Cocaine exposure has been reported to increase hydrogen peroxide (H2O2) and lipid peroxide production in the prefrontal cortex and in the striatum of rats [32], brain structures with numerous dopaminergic nerve terminals. The present results showed that multiple cocaine administration led to impairment of the enzyme antioxidant defense, discerned by increased SOD and GPx activities and by a decrease in CAT, GR, and GST activities. In the available literature there are several proposed mechanisms underlying the changes of the oxidative status by cocaine. One of these mechanisms is related to the massive increase of dopamine release due to the cocaine binding to the transporter sites of monoamines that result in an inhibition of their uptake in the presynaptic neuron [1]. Enhanced neurotransmitter levels, primarily dopamine, in the synaptic cleft have been related to ROS formation [33]. Dopamine is further metabolized (by autooxidation) to generate hydrogen peroxide (H2O2) and superoxide anion () that can explain the observed increase in SOD and GPx activities. Our results support the data reported by Dietrich et al. [32] that determined an increase in SOD and GPx activities in brain cortex and striatum. At the same time cocaine administration decreased CAT, GR, and GST activities. Catalase is the main enzyme responsible for further detoxification of H2O2 to H2O and O2 [34]. The excessive amount of H2O2, produced on one hand by autooxidation of dopamine and on the other by cocaine itself, may explain the reduced CAT activity by the generated hydrogen peroxide. The increased GPx activity may be regarded as a compensatory mechanism in order to get rid of the excess peroxides due to lower CAT activity. The increased GPx activity is probably further responsible for the detected GSH depletion and decreased GR and GST activities.

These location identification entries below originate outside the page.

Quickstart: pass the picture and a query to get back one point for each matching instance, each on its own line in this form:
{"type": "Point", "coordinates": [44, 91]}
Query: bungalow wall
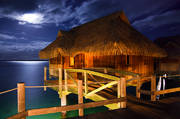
{"type": "Point", "coordinates": [138, 64]}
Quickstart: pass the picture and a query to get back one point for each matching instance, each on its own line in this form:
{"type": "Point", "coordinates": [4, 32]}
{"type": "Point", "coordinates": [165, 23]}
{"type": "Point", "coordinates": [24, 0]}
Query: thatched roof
{"type": "Point", "coordinates": [109, 35]}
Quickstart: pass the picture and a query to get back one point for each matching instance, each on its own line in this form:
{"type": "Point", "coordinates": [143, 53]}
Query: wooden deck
{"type": "Point", "coordinates": [168, 108]}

The heterocyclic compound 7-NI that inhibits nNOS by competing with L-arginine and tetrahydrobiopterin [8] has been used extensively as a selective inhibitor of nNOS. Several studies have indicated that 7-NI affects different physical processes and behaviors, related to drug abuse, such as tolerance, withdrawal, neurotoxicity, psychomotor stimulation, and reward [35]. Our results showed that 7-NI administered along with cocaine attenuated the withdrawal, which is probably due to the detected decrease in nNOS activity, enhanced by cocaine (see Table 2). These data support the behavioral studies carried out by Haracz et al. [36] and Itzhak [9] in which the authors proved that administration of 7-NI reduced the hyperactivity and attenuated the induction of behavioral sensitization to cocaine. Along with its beneficial effects in drug addiction, antioxidant properties of 7-NI were also reported [37]. Chu et al. [38] found that 7-NI increased the SOD levels, decreased by hypoxic brain injury. In our study 7-NI administered along with cocaine decreased the formation of MDA and reversed both the GSH levels and antioxidant enzyme activities near control levels. Neuroprotective effects of 7-NI could be explained by its inhibition on nNOS activation and further formation of ONOO, as well as by its MAO-B inhibition [39]. Furthermore, antioxidant properties of 7-NI, which are not nNOS dependent were suggested by Di Monte et al. [40] when MPTP (1-methyl-4-phenyl-1,2,3,6-tetrahydropyridine) treated mice showed a reduced brain MPP+ level after being injected with 7-NI.

6. Conclusions

Under the conditions of this study and on the basis of the obtained results we can conclude that in the experimental model of cocaine multiple administration in rats the selective nNOS inhibitor 7-nitroindazole not only attenuated the behavioral changes induced by cocaine deprivation but also exerted an antioxidant and neuroprotective activity. The possible mechanisms underlying the neuroprotective effects of 7-NI could be due to the combination of its inhibitory effect of nNOS and its direct free radical scavenging properties. The beneficial effect of 7-NI in restoration of the antioxidant cell defense in the brain, impaired by multiple cocaine administration, and along with it the attenuation of the physical dependence, induced by cocaine, once again confirm the role of the oxidative stress in the development of addiction to psychoactive compounds.

Conflict of Interests

The authors declare that there is no conflict of interests.